11.5 C
Napoli
sabato, 4 Febbraio 2023

Il microchip

Da non perdere

Claudio Melluso
Collaboratore XXI Secolo. Medico Veterinario specialista in patologia aviare e del coniglio (Napoli).

L’identificazione degli animali d’affezione è uno strumento fondamentale per la lotta al randagismo, per il contrasto al furto di specie e razze di particolare valore, per il ritrovamento di animali smarriti e per la maggiore assunzione di responsabilità da parte di chi li custodisce. La Sanità è inoltre in grado di controllare più agevolmente la popolazione di alcuni animali da compagnia per gestire eventuali emergenze epidemiologiche.

Fino ai primi anni ’90 i cani erano identificati mediante un tatuaggio a livello di padiglione auricolare oppure di faccia interna della coscia. La procedura, piuttosto dolorosa, spesso doveva ripetersi nel corso degli anni a causa dello sbiadimento del codice. A partire dal 2012 il microchip è considerato l’unico strumento valido di identificazione, salvo tatuaggi effettuati anni addietro e perfettamente leggibili.

A tutti i cani, entro il secondo mese di vita, va obbligatoriamente impiantato il microchip. Non si tratta di una scelta del proprietario, bensì di una precisa prescrizione che, se non osservata, è sanzionabile. L’operazione può essere effettuata presso l’ASL di residenza o presso gli ambulatori veterinari autorizzati. Non è consentito movimentare un cane privo di microchip, benchè la pratica sia purtroppo abbastanza diffusa.

claudio_melluso_21_secolo_chip
Il microchip è visibile all’esame radiografico. La capsula radiopaca nell’immagine si visualizza presso la regione scapolare.

Il microchip è una capsula lunga circa 13 mm e larga 2 che si impianta nella regione sottocutanea sinistra del collo mediante iniezione. La procedura non è particolarmente fastidiosa e nella maggior parte dei casi si effettua senza ricorrere alla sedazione. Mediante un apposito lettore il transponder sottocutaneo restituisce un codice di 15 cifre con il quale, tramite l’anagrafe canina, è possibile risalire al responsabile dell’animale.

E’ bene chiarire che, a differenza di quanto molti proprietari pensano, il microchip non è un GPS, pertanto non è possibile localizzare il cane smarrito mediante un sistema satellitare.

In seguito all’applicazione del chip l’intestatario del cane si assume la piena responsabilità dell’animale e si impegna a comunicarne all’ASL entro 5 giorni il decesso o lo smarrimento ed entro 15 giorni la propria variazione di residenza, dei recapiti o di proprietà stessa del cane in caso di cessione. In alcune regioni italiane vi sono ulteriori prescrizioni quale ad esempio in alcuni comuni campani l’obbligo di un prelievo di sangue annuale per il monitaraggio epidemiologico della leishmaniosi.

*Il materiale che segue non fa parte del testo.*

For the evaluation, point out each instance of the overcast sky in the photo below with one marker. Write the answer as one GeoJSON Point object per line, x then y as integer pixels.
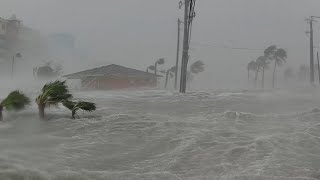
{"type": "Point", "coordinates": [136, 32]}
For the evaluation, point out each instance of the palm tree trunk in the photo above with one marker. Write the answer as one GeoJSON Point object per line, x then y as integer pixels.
{"type": "Point", "coordinates": [256, 79]}
{"type": "Point", "coordinates": [262, 83]}
{"type": "Point", "coordinates": [167, 76]}
{"type": "Point", "coordinates": [73, 114]}
{"type": "Point", "coordinates": [1, 117]}
{"type": "Point", "coordinates": [274, 75]}
{"type": "Point", "coordinates": [155, 68]}
{"type": "Point", "coordinates": [41, 108]}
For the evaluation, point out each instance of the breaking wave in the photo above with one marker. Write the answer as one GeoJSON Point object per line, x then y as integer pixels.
{"type": "Point", "coordinates": [164, 135]}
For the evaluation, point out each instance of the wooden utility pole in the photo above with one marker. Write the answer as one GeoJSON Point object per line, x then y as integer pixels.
{"type": "Point", "coordinates": [310, 21]}
{"type": "Point", "coordinates": [178, 52]}
{"type": "Point", "coordinates": [318, 66]}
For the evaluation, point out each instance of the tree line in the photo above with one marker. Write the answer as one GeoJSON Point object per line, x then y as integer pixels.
{"type": "Point", "coordinates": [272, 54]}
{"type": "Point", "coordinates": [195, 68]}
{"type": "Point", "coordinates": [51, 94]}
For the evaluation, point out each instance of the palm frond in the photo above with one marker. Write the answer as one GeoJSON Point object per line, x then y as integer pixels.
{"type": "Point", "coordinates": [86, 106]}
{"type": "Point", "coordinates": [54, 93]}
{"type": "Point", "coordinates": [270, 51]}
{"type": "Point", "coordinates": [15, 101]}
{"type": "Point", "coordinates": [280, 56]}
{"type": "Point", "coordinates": [69, 104]}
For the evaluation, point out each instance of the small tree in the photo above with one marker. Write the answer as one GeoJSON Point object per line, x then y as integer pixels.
{"type": "Point", "coordinates": [14, 101]}
{"type": "Point", "coordinates": [169, 72]}
{"type": "Point", "coordinates": [152, 68]}
{"type": "Point", "coordinates": [263, 64]}
{"type": "Point", "coordinates": [52, 93]}
{"type": "Point", "coordinates": [279, 58]}
{"type": "Point", "coordinates": [80, 105]}
{"type": "Point", "coordinates": [195, 68]}
{"type": "Point", "coordinates": [252, 66]}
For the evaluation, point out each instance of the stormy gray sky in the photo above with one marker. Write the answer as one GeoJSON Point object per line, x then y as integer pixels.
{"type": "Point", "coordinates": [136, 32]}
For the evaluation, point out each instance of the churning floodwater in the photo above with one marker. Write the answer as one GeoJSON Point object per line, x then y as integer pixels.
{"type": "Point", "coordinates": [158, 135]}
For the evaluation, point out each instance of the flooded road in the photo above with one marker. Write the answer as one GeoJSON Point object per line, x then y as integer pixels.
{"type": "Point", "coordinates": [163, 135]}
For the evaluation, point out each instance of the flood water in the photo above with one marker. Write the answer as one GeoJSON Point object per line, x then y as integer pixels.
{"type": "Point", "coordinates": [156, 135]}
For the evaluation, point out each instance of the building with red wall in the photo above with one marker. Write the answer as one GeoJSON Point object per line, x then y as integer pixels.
{"type": "Point", "coordinates": [114, 77]}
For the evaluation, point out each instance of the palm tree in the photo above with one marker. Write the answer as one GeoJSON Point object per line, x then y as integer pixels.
{"type": "Point", "coordinates": [75, 106]}
{"type": "Point", "coordinates": [251, 67]}
{"type": "Point", "coordinates": [14, 101]}
{"type": "Point", "coordinates": [262, 63]}
{"type": "Point", "coordinates": [158, 62]}
{"type": "Point", "coordinates": [170, 72]}
{"type": "Point", "coordinates": [270, 51]}
{"type": "Point", "coordinates": [52, 93]}
{"type": "Point", "coordinates": [197, 67]}
{"type": "Point", "coordinates": [279, 58]}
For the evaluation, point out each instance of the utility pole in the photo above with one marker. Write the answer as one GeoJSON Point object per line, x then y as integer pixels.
{"type": "Point", "coordinates": [177, 60]}
{"type": "Point", "coordinates": [311, 52]}
{"type": "Point", "coordinates": [12, 66]}
{"type": "Point", "coordinates": [189, 14]}
{"type": "Point", "coordinates": [318, 66]}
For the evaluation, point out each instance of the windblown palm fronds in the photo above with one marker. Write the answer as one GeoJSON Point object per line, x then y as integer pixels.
{"type": "Point", "coordinates": [80, 105]}
{"type": "Point", "coordinates": [14, 101]}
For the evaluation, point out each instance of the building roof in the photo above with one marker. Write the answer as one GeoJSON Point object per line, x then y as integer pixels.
{"type": "Point", "coordinates": [110, 70]}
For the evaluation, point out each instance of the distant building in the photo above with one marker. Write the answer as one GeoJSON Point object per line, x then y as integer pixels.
{"type": "Point", "coordinates": [114, 77]}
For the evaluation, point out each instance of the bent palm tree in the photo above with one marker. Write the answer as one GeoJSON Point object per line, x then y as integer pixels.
{"type": "Point", "coordinates": [169, 72]}
{"type": "Point", "coordinates": [263, 64]}
{"type": "Point", "coordinates": [197, 67]}
{"type": "Point", "coordinates": [152, 68]}
{"type": "Point", "coordinates": [14, 101]}
{"type": "Point", "coordinates": [280, 57]}
{"type": "Point", "coordinates": [270, 51]}
{"type": "Point", "coordinates": [52, 93]}
{"type": "Point", "coordinates": [158, 62]}
{"type": "Point", "coordinates": [75, 106]}
{"type": "Point", "coordinates": [251, 67]}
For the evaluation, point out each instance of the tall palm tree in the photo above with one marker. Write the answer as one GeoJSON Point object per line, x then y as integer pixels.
{"type": "Point", "coordinates": [52, 93]}
{"type": "Point", "coordinates": [251, 67]}
{"type": "Point", "coordinates": [158, 62]}
{"type": "Point", "coordinates": [197, 67]}
{"type": "Point", "coordinates": [279, 58]}
{"type": "Point", "coordinates": [262, 62]}
{"type": "Point", "coordinates": [14, 101]}
{"type": "Point", "coordinates": [270, 51]}
{"type": "Point", "coordinates": [170, 72]}
{"type": "Point", "coordinates": [80, 105]}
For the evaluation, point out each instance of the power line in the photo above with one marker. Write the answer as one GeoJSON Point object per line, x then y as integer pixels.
{"type": "Point", "coordinates": [226, 47]}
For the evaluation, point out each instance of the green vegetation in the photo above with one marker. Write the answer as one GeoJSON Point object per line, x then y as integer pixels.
{"type": "Point", "coordinates": [13, 102]}
{"type": "Point", "coordinates": [80, 105]}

L’obbligo di applicazione di microchip negli animali da compagnia è attualmente limitato al cane e alle tartarughe mediterranee del genere Testudo. Nel caso in cui sia necessario l’ottenimento del passaporto per il proprio animale da compagnia il chip diviene obbligatorio anche per altre specie quali il gatto ed il furetto.

In linea generale è consigliabile a prescindere l’identificazione univoca dei propri animali. Attualmente la pratica è divenuta sempre più comune tra gli allevatori di pappagalli ed altri uccelli di particolare valore per rendere più difficoltosa la contraffazione dei documenti che autorizzano la detenzione degli esemplari e la compravendita di animali rubati.

Impiantare il microchip anche ai gatti è utile in caso di fuga o di soggetti che abbiano accesso all’esterno e che hanno la possibilità di smarrirsi o essere accalappiati dal servizio veterinario delle ASL. Va ricordato, infine, che poiché l’abbandono dei gatti è molto più agevole visto l’elevato numero di meticci facilmente confusi con randagi, il microchip è un metodo piuttosto efficace per responsabilizzare i custodi dell’animale.